Infosys’ blog on industry solutions, trends, business process transformation and global implementation in Oracle.

« Hyperion Data Integration automation in a hybrid environment | Main | Leveraging Blockchain to Deal with a Pandemic - Point of View »

Oracle Data Lake

Oracle Data Lake

Evolution of data

In today's world, the quantity of data produced in a day is exponentially growing which is about 2.5 quintillion bytes of data being generated. The reason for the epidemic creation of data includes several platforms like Internet (information at our fingertips, web searches), Social media (fuels data creation with Facebook, Instagram, twitter, snapchat), Communication (from sending texts to email, GIFs, emoji's, skype calls), Digital photos (YouTube, voice search), Services like weather channel, Uber rides, transactions. As the data keeps growing, data handling comes to stake for most of the enterprise. The importance of these data rely on how the data is stored and how to extract value out of it effectively. The traditional method of storing data, such as relational database and data warehouses have their own limitations of storage capacity, type of data stored (Unstructured /semi- structured), storage cost, non-scalable.

Why Data Lake?

In order to overcome the limitations of traditional storage methods, Data Lake is provided by many service providers like amazon, snowflake, Microsoft, Oracle etc. for large storage with structured data, semi - structured data, unstructured data and binary data. It is a single root of all enterprise data including raw data from source system and transformed data used for activities such as visualization, reporting, prediction, advanced analytics and machine learning.
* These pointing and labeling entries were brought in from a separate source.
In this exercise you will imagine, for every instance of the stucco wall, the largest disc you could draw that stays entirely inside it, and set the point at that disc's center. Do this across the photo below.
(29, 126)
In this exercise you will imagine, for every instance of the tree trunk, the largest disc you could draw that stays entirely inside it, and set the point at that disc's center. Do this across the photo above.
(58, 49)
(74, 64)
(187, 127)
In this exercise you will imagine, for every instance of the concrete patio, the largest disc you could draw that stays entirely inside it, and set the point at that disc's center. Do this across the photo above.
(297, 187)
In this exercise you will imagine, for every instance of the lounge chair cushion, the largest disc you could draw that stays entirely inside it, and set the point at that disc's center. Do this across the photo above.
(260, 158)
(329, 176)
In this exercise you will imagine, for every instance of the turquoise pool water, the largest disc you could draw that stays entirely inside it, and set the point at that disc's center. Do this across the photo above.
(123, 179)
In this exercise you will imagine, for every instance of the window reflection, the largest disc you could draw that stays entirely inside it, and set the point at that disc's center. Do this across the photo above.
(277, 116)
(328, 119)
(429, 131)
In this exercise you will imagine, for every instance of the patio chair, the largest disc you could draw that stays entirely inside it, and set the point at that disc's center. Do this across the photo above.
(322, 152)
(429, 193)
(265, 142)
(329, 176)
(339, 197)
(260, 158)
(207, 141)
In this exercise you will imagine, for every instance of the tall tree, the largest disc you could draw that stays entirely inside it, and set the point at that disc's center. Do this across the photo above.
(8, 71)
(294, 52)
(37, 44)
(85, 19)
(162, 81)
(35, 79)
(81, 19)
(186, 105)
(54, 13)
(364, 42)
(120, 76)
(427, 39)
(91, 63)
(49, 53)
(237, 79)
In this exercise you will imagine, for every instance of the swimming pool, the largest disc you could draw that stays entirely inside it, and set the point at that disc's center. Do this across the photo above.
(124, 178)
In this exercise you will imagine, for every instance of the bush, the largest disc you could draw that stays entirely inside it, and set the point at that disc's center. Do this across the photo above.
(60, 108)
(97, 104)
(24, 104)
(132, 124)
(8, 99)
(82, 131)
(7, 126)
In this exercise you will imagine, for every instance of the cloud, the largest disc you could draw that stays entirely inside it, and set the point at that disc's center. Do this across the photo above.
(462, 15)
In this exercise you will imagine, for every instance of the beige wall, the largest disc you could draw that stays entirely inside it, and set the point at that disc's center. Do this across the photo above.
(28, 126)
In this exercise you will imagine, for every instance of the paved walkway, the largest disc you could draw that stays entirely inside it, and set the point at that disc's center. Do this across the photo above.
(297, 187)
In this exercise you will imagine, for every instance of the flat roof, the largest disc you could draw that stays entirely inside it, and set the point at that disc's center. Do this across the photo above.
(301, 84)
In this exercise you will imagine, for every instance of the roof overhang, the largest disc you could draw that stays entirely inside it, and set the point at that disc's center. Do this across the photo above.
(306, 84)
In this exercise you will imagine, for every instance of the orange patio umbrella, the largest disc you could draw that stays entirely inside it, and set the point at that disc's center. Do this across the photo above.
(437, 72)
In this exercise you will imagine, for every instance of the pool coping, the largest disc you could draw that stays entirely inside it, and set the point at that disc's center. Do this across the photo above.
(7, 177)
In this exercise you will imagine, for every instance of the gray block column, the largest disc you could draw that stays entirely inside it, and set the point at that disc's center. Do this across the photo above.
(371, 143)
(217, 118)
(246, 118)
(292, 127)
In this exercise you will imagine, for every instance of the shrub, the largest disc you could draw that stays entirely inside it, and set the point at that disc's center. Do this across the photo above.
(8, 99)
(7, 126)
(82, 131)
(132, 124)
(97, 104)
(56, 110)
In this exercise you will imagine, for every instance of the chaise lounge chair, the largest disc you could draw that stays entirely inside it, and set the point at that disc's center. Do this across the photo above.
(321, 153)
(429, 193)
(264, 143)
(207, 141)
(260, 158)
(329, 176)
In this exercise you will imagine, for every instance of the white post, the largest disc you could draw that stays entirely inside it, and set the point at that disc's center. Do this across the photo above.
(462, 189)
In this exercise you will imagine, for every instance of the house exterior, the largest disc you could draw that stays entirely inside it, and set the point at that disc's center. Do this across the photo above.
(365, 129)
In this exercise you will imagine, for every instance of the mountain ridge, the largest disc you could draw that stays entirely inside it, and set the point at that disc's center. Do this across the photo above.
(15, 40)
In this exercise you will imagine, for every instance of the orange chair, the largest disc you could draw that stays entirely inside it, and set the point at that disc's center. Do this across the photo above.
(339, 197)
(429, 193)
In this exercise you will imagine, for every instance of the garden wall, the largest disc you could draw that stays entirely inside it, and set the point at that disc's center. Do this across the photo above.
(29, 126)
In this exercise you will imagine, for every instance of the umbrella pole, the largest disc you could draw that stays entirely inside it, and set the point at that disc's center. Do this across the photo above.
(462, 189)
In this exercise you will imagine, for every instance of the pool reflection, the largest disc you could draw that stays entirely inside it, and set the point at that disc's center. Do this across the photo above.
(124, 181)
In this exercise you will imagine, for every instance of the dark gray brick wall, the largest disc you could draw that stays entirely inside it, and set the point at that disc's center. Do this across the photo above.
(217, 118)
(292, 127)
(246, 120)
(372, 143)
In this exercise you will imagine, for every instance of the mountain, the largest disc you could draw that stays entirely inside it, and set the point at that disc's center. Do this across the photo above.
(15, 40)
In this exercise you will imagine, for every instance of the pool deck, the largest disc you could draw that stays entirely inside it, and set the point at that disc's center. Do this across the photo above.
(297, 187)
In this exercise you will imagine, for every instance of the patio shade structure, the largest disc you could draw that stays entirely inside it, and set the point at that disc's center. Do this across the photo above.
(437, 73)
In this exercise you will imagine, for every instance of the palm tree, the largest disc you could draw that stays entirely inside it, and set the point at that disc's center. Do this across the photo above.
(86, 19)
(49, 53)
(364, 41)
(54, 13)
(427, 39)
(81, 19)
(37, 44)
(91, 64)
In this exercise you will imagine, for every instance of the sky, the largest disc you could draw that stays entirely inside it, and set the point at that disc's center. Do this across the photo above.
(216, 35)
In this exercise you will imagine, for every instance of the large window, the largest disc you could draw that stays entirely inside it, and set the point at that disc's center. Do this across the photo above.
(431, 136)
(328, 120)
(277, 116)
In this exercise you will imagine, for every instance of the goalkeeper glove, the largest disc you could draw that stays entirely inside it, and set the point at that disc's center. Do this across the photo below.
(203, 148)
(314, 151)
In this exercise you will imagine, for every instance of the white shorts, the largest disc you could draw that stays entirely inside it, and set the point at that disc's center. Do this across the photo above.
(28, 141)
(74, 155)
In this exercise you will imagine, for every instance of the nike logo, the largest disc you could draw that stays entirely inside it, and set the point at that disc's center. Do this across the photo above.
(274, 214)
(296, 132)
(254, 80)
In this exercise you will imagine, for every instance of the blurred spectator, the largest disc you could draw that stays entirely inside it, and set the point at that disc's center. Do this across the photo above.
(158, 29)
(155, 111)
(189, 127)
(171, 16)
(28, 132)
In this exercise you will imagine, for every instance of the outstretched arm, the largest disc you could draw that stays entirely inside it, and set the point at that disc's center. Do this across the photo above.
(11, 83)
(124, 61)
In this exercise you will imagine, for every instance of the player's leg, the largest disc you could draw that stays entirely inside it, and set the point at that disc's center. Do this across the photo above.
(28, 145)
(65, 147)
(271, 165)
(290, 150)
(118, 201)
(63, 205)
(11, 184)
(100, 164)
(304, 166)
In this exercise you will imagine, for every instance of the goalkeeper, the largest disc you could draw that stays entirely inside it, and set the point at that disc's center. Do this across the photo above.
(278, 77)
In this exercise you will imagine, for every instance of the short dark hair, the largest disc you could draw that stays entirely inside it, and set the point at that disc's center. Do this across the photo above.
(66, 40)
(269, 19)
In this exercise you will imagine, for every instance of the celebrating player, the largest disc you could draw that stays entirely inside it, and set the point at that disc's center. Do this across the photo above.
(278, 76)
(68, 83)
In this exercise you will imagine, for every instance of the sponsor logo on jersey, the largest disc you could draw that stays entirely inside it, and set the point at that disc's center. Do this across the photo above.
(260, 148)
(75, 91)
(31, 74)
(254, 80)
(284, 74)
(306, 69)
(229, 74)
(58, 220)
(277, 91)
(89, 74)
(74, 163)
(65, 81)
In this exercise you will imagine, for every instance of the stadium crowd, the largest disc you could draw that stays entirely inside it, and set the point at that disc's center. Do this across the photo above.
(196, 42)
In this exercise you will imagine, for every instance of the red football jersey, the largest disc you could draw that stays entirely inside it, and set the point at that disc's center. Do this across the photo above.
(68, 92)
Here is how data lake differs from traditional data warehouse.

Data Lake

Data Warehouse

No Structured Data model and Retains all the data irrespective of any models

Highly structured data model which have specific data which answers the necessary questions

Data Lake stores all the data types including web server logs and sensor data

Data warehouse does  not supports datatypes such as web server logs, social network activity, sensor data

Data Lake stores Raw Data and Data is available all time, to go back in time and do an analysis.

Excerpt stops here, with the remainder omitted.